# My new favorite glue



## ScottKaye (Jan 19, 2013)

is it a PVA or glue or maybe even CA?


----------



## BHZ (Sep 21, 2015)

PVA 
http://www.titebond.com/product/glues/d1b48beb-7d60-4ce7-b57b-6bf19351778b


----------



## cmmyakman (Feb 16, 2011)

I hadn't heard of it - thank you for the information.


----------



## Gene01 (Jan 5, 2009)

Thanks for the info. I'll give it a shot.


----------



## fivecodys (Dec 2, 2013)

I will have to give that a try.
Thank you for the review.


----------



## mel52 (Sep 4, 2017)

Same as the others, haven't heard of it and may have to give it a try…Mel


----------



## SenecaWoodArt (Dec 19, 2013)

It is really Titebond's Trim glue that has been renamed. It has been around for a while. I have to order it from Amazon as no local dealer carries it. I have been using it for over a year now and the only complaint that I have is that it is a lot more expensive than Titebond II or III. But if you need a faster glue up, then this is your friend.


----------



## DannyW (Dec 15, 2018)

Thanks for the review, I will have to try it out.


----------



## hikerdoc (Feb 21, 2015)

Is it possible to search for a specific project on Lumberjocks as in pub table. When I use the search engine on right side of page it throws me out to the search results not specific to Lumberjocks.


----------



## robscastle (May 13, 2012)

Dont need it!
I am slower than the slowest setting glue anyway and definately thicker than anything else on this planet.


----------



## BB1 (Jan 29, 2016)

I agree with the benefits this thicker glue can offer. I have used this glue for a while and really like it for smaller projects.


----------



## LesB (Dec 21, 2008)

I may check it out but I notice it is not water proof or for exterior use so I will probably stick to Tightbond III


----------



## WoodenDreams (Aug 23, 2018)

I use primarily Titebond III, I have used The Titebond Quick and Thick a couple times when I didn't want the glue to run on certain glue-ups. It had the results I was hoping for. It's nice to have a small bottle of this glue on hand, in case you need a glue that doesn't run. I'll still use Titebond III as my primary glue.


----------



## htl (Mar 24, 2015)

Robscastle You better stay away from super glue then or you'll be gluing your fingers to your chin.

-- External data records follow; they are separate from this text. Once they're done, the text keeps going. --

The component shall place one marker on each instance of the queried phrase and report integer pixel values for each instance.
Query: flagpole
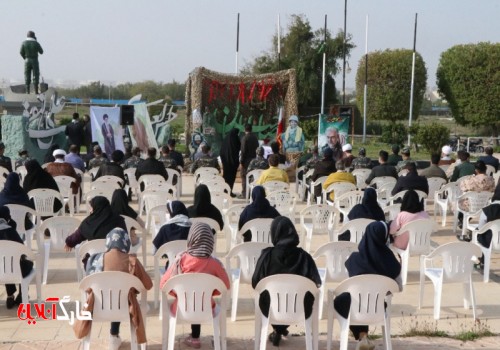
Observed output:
(279, 43)
(324, 73)
(412, 78)
(237, 41)
(365, 93)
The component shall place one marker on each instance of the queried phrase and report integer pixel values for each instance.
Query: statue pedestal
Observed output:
(15, 137)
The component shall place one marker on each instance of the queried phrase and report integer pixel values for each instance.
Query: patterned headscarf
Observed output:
(117, 238)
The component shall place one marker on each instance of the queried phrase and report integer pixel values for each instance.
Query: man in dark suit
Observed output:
(383, 169)
(74, 132)
(150, 166)
(411, 181)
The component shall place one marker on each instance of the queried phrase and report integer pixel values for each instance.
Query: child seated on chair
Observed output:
(8, 233)
(117, 258)
(284, 257)
(197, 259)
(373, 257)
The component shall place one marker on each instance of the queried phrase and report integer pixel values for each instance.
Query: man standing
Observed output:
(108, 134)
(249, 145)
(30, 48)
(74, 132)
(333, 142)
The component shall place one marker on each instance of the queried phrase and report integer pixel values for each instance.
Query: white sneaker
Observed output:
(365, 344)
(114, 342)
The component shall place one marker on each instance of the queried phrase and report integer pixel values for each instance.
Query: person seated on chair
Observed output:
(259, 208)
(205, 160)
(341, 175)
(120, 206)
(434, 170)
(117, 258)
(114, 167)
(367, 209)
(176, 228)
(373, 257)
(488, 159)
(202, 206)
(384, 169)
(411, 181)
(285, 257)
(488, 214)
(411, 209)
(273, 173)
(60, 167)
(197, 259)
(97, 225)
(8, 233)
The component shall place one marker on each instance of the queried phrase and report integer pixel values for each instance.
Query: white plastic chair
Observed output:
(246, 255)
(171, 249)
(419, 243)
(368, 295)
(335, 253)
(194, 306)
(392, 211)
(477, 201)
(456, 258)
(318, 182)
(174, 175)
(361, 175)
(18, 214)
(286, 307)
(59, 227)
(107, 193)
(357, 228)
(231, 219)
(88, 247)
(254, 176)
(346, 201)
(444, 198)
(10, 269)
(260, 229)
(111, 290)
(339, 188)
(317, 219)
(109, 179)
(140, 231)
(494, 226)
(157, 217)
(44, 199)
(284, 202)
(64, 183)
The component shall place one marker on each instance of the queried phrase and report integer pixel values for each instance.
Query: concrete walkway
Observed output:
(53, 334)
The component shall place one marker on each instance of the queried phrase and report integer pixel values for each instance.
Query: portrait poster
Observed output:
(142, 134)
(106, 128)
(338, 122)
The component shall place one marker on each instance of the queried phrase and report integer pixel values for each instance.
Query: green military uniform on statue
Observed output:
(30, 49)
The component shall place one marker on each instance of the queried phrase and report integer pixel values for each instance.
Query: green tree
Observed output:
(389, 84)
(468, 77)
(302, 49)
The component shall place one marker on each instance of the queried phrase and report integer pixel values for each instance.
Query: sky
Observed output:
(117, 41)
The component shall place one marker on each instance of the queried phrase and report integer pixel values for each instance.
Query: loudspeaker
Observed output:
(127, 115)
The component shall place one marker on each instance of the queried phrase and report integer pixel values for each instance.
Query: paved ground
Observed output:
(53, 334)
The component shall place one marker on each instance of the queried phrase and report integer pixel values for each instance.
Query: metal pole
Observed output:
(365, 93)
(412, 79)
(344, 52)
(237, 41)
(324, 73)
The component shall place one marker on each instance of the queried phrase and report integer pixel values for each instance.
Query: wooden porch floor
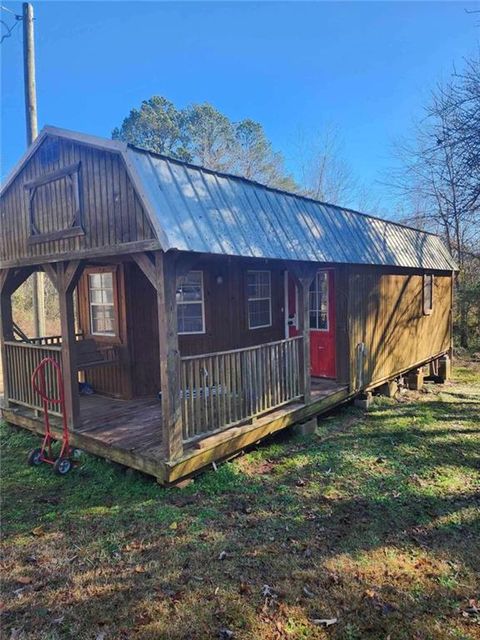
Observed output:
(129, 431)
(135, 425)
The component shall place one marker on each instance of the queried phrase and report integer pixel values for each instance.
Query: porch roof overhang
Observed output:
(195, 209)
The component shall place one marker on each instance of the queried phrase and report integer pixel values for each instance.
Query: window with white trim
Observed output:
(102, 304)
(319, 302)
(427, 294)
(259, 299)
(190, 303)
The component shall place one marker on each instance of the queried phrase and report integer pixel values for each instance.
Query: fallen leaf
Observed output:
(268, 592)
(325, 622)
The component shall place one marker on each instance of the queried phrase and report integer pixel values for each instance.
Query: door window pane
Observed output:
(319, 302)
(259, 299)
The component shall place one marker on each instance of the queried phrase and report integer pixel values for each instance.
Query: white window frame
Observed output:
(269, 298)
(324, 274)
(202, 302)
(427, 310)
(107, 334)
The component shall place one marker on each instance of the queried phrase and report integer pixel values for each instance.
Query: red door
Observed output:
(322, 322)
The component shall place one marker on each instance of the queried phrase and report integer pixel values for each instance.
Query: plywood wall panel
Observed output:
(112, 213)
(386, 314)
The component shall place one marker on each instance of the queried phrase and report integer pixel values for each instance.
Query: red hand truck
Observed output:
(63, 463)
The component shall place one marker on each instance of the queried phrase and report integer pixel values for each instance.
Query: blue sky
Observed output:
(366, 67)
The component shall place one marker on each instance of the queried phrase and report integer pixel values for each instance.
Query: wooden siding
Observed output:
(226, 321)
(386, 315)
(112, 214)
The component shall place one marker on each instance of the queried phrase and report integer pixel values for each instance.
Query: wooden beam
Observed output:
(147, 266)
(6, 332)
(72, 273)
(68, 274)
(172, 438)
(51, 271)
(185, 262)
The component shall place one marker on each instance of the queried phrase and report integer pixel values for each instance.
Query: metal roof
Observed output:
(196, 209)
(210, 212)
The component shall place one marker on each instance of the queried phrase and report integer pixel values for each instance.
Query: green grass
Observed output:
(373, 521)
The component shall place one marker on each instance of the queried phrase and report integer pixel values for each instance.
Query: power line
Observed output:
(9, 30)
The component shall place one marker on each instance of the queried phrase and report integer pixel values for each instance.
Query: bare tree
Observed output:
(324, 174)
(440, 179)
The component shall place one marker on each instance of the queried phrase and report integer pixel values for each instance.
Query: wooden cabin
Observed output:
(204, 310)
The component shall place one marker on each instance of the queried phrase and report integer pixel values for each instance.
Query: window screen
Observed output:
(190, 303)
(102, 306)
(259, 299)
(427, 293)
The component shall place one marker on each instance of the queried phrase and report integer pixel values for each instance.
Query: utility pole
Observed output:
(38, 281)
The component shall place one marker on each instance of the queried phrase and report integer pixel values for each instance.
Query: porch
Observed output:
(191, 408)
(129, 432)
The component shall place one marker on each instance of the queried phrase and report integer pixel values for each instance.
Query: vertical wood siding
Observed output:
(112, 212)
(386, 315)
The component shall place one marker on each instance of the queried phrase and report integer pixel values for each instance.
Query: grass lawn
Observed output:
(374, 522)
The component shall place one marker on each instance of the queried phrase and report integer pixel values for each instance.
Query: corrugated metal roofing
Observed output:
(200, 210)
(195, 209)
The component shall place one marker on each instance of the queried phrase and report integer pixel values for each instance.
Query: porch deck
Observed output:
(129, 431)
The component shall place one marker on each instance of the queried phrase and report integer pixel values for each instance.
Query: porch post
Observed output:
(67, 276)
(166, 274)
(10, 280)
(6, 328)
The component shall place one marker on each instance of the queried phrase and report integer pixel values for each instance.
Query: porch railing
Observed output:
(220, 390)
(21, 360)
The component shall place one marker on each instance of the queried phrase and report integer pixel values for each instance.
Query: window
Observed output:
(102, 305)
(319, 302)
(259, 299)
(190, 303)
(427, 294)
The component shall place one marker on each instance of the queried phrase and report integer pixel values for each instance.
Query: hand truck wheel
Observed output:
(62, 466)
(35, 457)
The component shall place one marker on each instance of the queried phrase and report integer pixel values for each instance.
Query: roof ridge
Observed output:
(240, 178)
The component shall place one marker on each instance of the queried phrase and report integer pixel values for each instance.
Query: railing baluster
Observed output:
(226, 388)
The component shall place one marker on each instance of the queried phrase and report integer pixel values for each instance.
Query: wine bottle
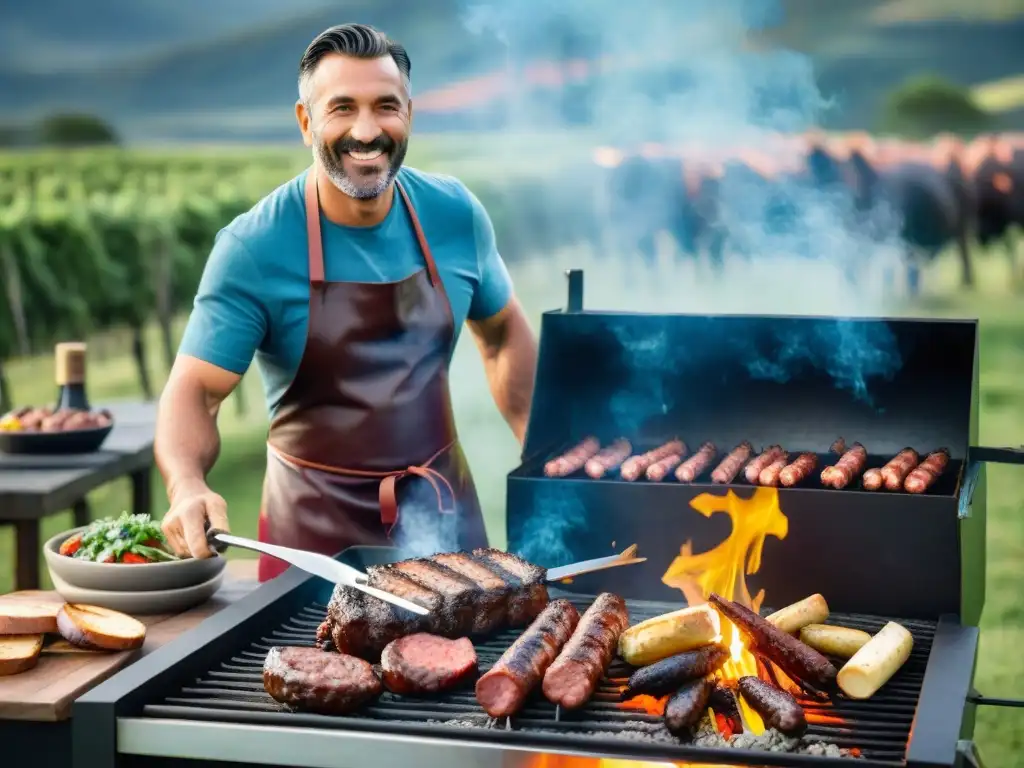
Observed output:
(70, 374)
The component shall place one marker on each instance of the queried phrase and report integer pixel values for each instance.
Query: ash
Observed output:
(770, 740)
(705, 736)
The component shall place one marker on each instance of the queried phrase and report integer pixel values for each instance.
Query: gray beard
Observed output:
(336, 173)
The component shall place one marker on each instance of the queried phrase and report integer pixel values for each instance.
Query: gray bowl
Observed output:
(127, 578)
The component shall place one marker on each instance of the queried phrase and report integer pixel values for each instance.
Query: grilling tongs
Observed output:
(339, 572)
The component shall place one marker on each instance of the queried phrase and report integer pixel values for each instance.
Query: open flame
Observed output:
(724, 570)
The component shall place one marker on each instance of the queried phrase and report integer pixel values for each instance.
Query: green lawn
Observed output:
(493, 452)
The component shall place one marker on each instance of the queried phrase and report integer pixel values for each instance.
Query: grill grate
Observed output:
(232, 691)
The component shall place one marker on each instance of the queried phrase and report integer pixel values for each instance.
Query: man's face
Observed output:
(357, 122)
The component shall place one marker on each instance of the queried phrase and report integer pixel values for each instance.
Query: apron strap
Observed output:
(389, 499)
(313, 235)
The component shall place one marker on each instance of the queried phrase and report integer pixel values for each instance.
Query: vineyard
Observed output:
(99, 240)
(95, 241)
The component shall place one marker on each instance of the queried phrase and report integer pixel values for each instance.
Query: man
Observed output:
(348, 286)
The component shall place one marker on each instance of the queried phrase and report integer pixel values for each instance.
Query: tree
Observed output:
(76, 130)
(925, 105)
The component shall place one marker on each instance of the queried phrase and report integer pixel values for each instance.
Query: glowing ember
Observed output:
(724, 570)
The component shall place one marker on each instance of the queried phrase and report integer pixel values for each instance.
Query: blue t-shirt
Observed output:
(253, 299)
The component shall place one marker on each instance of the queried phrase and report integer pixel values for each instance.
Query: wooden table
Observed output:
(35, 486)
(35, 707)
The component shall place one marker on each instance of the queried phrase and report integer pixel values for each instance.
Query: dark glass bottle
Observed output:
(70, 374)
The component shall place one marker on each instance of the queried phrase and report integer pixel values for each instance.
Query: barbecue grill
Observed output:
(877, 557)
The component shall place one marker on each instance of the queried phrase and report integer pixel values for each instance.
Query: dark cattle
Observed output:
(647, 196)
(998, 181)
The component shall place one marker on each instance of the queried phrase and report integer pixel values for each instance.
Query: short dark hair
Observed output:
(358, 40)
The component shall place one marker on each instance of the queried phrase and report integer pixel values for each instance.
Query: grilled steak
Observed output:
(427, 664)
(492, 608)
(467, 594)
(361, 626)
(316, 681)
(459, 594)
(529, 593)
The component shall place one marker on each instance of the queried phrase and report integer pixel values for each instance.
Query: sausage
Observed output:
(770, 474)
(609, 458)
(895, 472)
(922, 477)
(794, 657)
(724, 702)
(798, 470)
(687, 706)
(635, 467)
(693, 467)
(872, 479)
(573, 459)
(666, 676)
(730, 466)
(753, 471)
(570, 680)
(659, 470)
(503, 688)
(849, 466)
(779, 710)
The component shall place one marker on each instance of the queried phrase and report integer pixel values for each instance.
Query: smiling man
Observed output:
(348, 285)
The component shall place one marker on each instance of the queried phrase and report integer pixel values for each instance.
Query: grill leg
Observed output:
(967, 756)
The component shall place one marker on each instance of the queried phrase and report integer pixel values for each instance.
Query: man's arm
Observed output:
(501, 330)
(227, 324)
(509, 351)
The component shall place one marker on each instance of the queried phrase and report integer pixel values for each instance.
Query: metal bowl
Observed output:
(72, 441)
(127, 577)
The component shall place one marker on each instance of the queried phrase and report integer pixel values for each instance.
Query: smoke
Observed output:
(422, 528)
(547, 537)
(697, 75)
(850, 352)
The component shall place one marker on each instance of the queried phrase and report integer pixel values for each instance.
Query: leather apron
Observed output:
(367, 424)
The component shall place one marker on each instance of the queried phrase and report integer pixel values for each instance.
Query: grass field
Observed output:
(493, 452)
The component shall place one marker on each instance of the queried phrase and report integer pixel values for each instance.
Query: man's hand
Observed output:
(184, 523)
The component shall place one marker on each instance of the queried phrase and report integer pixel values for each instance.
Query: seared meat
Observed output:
(427, 664)
(318, 681)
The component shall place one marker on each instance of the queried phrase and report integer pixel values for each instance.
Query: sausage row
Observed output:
(772, 467)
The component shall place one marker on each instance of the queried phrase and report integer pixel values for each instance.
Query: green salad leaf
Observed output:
(113, 538)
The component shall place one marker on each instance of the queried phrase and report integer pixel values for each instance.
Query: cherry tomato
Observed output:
(72, 545)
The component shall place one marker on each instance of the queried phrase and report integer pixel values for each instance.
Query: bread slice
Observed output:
(28, 617)
(18, 652)
(100, 629)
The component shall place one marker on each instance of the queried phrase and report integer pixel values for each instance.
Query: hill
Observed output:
(216, 70)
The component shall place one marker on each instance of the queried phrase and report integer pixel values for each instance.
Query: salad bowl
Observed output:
(124, 554)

Hmmm what do I need to do next. :-[


----------



## Dusty56 (Apr 20, 2008)

Thanks for the glue review. : )


----------



## WoodenDreams (Aug 23, 2018)

I use primarily Titebond III. For restoration projects I've been using Titebond Hide Glue. Couple months ago I bought the Titebond Quick & Thick to try it out on picture frames. Bonded nicely. Wanted to try it out before using it on tenons. Titebond III @ $24.00 per gallon is less expensive. But Quick & Thick has it's niche usage.


----------